В конце коридора зацокали каблучки, послышалось девичье хихиканье. Кир на секунду поднял глаза – первокурсницы. Только они с такой гордостью носят мантии, да еще и заколки-ленточки выбирают в тон. Эти девушки были с факультета Прикладной математики – зеленые накидки и бантики цвета травы в июне не оставляли никаких сомнений. Кир автоматически пригладил непослушные волосы.
Завидев его, девчонки перестали смеяться, ускорили шаг, да так, что почти пробежали мимо. А удалившись на безопасное расстояние, загадочно зашушукались.
Да, новости тут разлетаются быстро. Он теперь местная знаменитость. Увы, не такая знаменитость, которую барышни провожают томными взглядами, а такая, от которой все шарахаются. Хотя могли бы и провожать. Красавцем его вряд ли можно назвать, а вот симпатичным парнем – запросто: умные серые глаза, нос с едва заметной горбинкой, пожалуй, лишь подбородок тяжеловат, отчего лицо кажется непропорционально вытянутым.
Тишина. И снова шаги. Тяжелая, размеренная поступь. Это точно не первокурсницы. Так мог бы идти тот, кого он ждет. Кир подобрался, готовый подскочить со скамьи и двинуться навстречу. Но из-за угла вырулил Берток – его однокурсник.
Непонятно, что этот верзила вообще забыл в академии, – двухметровый, с крепкими кулачищами – ему бы на ринге выступать. Впрочем, он и выступал, а потому уже четвертый год подряд факультет Устройства природы занимал первые места в соревнованиях по всем силовым видам спорта. А сам чемпион с «тридцатками» по всем предметам еле-еле переползал с курса на курс. Неприятный тип.
В отличие от девчонок, Берток пробегать мимо не стал, а напротив – замедлил шаг. Он ухмылялся, и эта ухмылка не сулила ничего хорошего. Немного не дойдя до скамьи (один метр пятьдесят три сантиметра – автоматически отметил про себя Кир), остановился и достал из сумки планшет. Это еще зачем? Может, решил повторить таблицу умножения? Ему точно не помешает!
Но нет. Берток сделал еще шаг (минус семьдесят четыре сантиметра), покрутил планшет в руках, выключил его, затем опять включил. И с деланым удивлением заявил – не Киру, а так – в окружающее пространство:
– Ух ты, работает! Не сломался. Даже странно.

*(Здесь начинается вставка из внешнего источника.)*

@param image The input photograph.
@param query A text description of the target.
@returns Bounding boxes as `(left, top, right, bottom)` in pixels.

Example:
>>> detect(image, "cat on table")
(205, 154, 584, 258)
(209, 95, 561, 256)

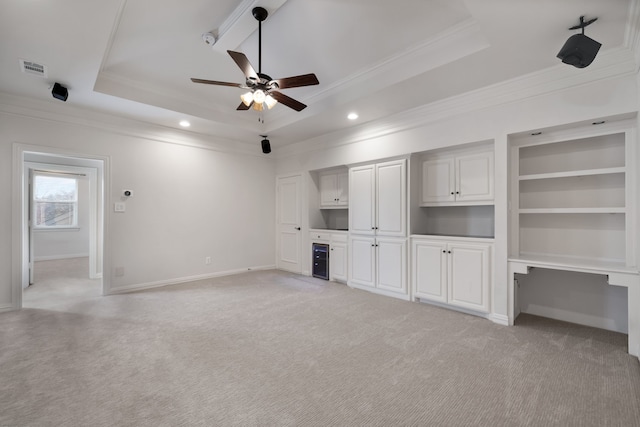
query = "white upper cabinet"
(350, 159, 406, 237)
(349, 164, 376, 234)
(319, 170, 348, 208)
(421, 151, 494, 206)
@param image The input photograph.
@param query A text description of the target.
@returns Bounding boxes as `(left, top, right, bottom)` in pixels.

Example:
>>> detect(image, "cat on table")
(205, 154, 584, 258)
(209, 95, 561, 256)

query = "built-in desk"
(508, 257, 640, 357)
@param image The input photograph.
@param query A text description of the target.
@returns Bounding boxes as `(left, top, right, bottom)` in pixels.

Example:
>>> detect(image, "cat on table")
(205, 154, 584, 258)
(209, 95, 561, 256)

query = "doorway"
(12, 146, 108, 309)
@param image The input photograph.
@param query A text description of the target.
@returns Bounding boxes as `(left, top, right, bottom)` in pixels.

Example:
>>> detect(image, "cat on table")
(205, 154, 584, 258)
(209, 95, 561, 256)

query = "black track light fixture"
(557, 16, 601, 68)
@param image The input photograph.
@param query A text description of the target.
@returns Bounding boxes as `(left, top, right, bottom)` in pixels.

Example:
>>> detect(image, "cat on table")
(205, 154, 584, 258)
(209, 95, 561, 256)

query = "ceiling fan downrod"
(252, 7, 268, 74)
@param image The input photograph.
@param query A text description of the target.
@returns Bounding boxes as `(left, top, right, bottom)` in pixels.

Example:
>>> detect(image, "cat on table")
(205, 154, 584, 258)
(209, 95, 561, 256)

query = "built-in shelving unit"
(510, 129, 634, 270)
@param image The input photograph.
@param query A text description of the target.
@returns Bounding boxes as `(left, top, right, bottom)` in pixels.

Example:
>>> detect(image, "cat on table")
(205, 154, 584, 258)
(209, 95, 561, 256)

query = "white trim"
(107, 265, 276, 295)
(489, 313, 509, 326)
(34, 253, 90, 262)
(348, 283, 411, 301)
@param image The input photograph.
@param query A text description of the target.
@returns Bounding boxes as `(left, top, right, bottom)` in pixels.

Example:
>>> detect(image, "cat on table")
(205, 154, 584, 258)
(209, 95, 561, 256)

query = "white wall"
(33, 178, 91, 260)
(0, 100, 276, 307)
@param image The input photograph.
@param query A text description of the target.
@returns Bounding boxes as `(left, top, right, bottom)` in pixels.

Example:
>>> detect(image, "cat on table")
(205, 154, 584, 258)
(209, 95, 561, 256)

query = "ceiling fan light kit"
(191, 6, 319, 113)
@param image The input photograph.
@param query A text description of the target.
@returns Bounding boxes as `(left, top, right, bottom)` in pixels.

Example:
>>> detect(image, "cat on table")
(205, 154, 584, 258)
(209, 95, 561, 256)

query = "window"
(33, 174, 78, 228)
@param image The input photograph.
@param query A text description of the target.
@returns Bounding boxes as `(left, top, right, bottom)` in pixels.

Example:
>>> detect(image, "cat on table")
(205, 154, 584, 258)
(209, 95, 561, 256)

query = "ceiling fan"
(191, 6, 319, 112)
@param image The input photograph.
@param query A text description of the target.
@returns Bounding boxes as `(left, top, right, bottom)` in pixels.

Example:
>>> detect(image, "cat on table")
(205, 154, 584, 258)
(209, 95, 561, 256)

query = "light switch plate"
(114, 202, 126, 212)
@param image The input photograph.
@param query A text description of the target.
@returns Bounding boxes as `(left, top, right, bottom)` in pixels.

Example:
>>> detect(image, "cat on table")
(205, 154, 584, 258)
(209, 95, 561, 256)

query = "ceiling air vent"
(19, 59, 48, 78)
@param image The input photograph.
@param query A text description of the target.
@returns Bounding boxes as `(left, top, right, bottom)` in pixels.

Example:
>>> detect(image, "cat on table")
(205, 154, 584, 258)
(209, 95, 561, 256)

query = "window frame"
(32, 172, 80, 230)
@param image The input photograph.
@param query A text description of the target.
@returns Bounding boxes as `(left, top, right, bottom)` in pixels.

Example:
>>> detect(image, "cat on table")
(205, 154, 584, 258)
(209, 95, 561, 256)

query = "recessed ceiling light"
(179, 120, 191, 127)
(347, 112, 358, 120)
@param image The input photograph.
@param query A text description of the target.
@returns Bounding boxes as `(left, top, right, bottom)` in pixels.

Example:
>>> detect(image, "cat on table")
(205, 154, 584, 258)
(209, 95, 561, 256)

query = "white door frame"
(11, 143, 111, 309)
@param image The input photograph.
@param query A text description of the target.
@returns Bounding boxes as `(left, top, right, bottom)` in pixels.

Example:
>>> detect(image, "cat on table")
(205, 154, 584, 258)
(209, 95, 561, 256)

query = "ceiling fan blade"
(270, 91, 307, 111)
(227, 51, 259, 80)
(237, 101, 252, 111)
(191, 78, 241, 87)
(273, 73, 319, 89)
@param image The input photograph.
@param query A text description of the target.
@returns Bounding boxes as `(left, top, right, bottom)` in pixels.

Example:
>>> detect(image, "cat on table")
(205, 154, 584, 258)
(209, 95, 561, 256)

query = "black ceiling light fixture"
(191, 6, 319, 112)
(557, 16, 601, 68)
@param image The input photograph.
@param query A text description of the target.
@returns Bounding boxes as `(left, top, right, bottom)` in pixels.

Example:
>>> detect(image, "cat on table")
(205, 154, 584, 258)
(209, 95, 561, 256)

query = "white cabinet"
(421, 151, 494, 206)
(349, 235, 407, 298)
(319, 171, 348, 208)
(349, 159, 406, 236)
(412, 236, 491, 313)
(330, 241, 347, 282)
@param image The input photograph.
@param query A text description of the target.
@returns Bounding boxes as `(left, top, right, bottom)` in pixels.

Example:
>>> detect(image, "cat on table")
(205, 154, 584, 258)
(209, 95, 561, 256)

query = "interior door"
(277, 174, 302, 273)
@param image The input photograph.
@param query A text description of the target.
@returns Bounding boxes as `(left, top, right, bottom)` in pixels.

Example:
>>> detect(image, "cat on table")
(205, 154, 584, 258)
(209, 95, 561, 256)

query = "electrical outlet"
(205, 256, 211, 265)
(114, 202, 126, 212)
(115, 266, 125, 277)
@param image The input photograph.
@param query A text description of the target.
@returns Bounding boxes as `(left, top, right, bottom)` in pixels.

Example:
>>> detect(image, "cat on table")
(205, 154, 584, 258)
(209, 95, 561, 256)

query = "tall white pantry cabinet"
(348, 159, 409, 299)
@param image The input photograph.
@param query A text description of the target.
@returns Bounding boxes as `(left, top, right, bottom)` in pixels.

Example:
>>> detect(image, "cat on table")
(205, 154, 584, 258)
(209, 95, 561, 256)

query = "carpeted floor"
(1, 259, 639, 426)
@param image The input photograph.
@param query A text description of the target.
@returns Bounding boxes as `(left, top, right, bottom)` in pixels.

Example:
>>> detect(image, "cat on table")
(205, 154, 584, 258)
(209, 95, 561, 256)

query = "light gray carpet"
(1, 260, 639, 426)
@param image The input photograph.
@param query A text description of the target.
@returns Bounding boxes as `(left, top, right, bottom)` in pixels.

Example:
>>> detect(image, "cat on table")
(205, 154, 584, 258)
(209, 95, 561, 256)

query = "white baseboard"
(0, 303, 15, 313)
(107, 264, 276, 295)
(347, 282, 411, 301)
(34, 253, 89, 262)
(489, 313, 509, 326)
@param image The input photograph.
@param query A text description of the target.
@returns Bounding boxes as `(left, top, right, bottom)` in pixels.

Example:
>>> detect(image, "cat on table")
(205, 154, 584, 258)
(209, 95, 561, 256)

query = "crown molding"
(276, 46, 637, 160)
(0, 92, 266, 158)
(624, 0, 640, 71)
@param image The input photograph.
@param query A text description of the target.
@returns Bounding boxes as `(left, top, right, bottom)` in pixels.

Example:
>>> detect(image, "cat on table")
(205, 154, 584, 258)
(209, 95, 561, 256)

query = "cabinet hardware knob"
(442, 250, 446, 253)
(448, 251, 451, 254)
(295, 227, 301, 230)
(456, 191, 460, 194)
(450, 192, 454, 195)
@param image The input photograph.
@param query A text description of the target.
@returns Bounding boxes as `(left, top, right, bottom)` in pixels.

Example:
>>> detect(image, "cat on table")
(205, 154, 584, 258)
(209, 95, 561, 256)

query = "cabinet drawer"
(310, 232, 332, 242)
(331, 233, 348, 243)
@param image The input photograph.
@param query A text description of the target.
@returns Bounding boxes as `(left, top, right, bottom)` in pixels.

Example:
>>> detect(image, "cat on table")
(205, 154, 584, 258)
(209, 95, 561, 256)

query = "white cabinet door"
(412, 239, 447, 303)
(448, 242, 490, 313)
(376, 159, 406, 237)
(376, 238, 407, 294)
(456, 152, 494, 202)
(336, 172, 349, 206)
(349, 165, 376, 235)
(349, 235, 376, 288)
(421, 158, 455, 204)
(319, 173, 338, 207)
(330, 241, 347, 282)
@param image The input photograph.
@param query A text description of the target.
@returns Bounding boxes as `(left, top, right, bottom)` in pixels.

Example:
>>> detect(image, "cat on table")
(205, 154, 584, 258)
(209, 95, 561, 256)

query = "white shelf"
(519, 167, 625, 181)
(509, 255, 635, 275)
(519, 208, 625, 214)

До Кира дошло не сразу. А когда дошло, кровь отлила от лица, а зубы сами собой сжались. На что этот бесполезный набор мускулов намекает? Стерпеть такое оскорбление было невозможно. И не важно, что обидчик на голову выше и в полтора раза шире в плечах (в одну целую шесть десятых, если быть точным). Кир подскочил со скамейки и бросился на него с кулаками.
Исход этой битвы был предрешен, но кому терять нечего – тот ничего и не потеряет. Кир изо всех сил ударил Бертока под дых. Тот даже не подумал согнуться – так и стоял скалой. И усмехаться не перестал, лишь подчеркнуто медленно начал заносить кулак.
– Гм, Кирсен Грасс? Вы давно меня ждете? – этот голос заставил их обоих вытянуться во фрунт.
– Добрый день! Нет, не очень.
– Здравствуйте!
На лице Бертока образовалось выражение смиренной почтительности, которое шло ему как пастору мини-юбка. Кир с неудовольствием подумал, что и его собственная физиономия сейчас выглядит так же нелепо.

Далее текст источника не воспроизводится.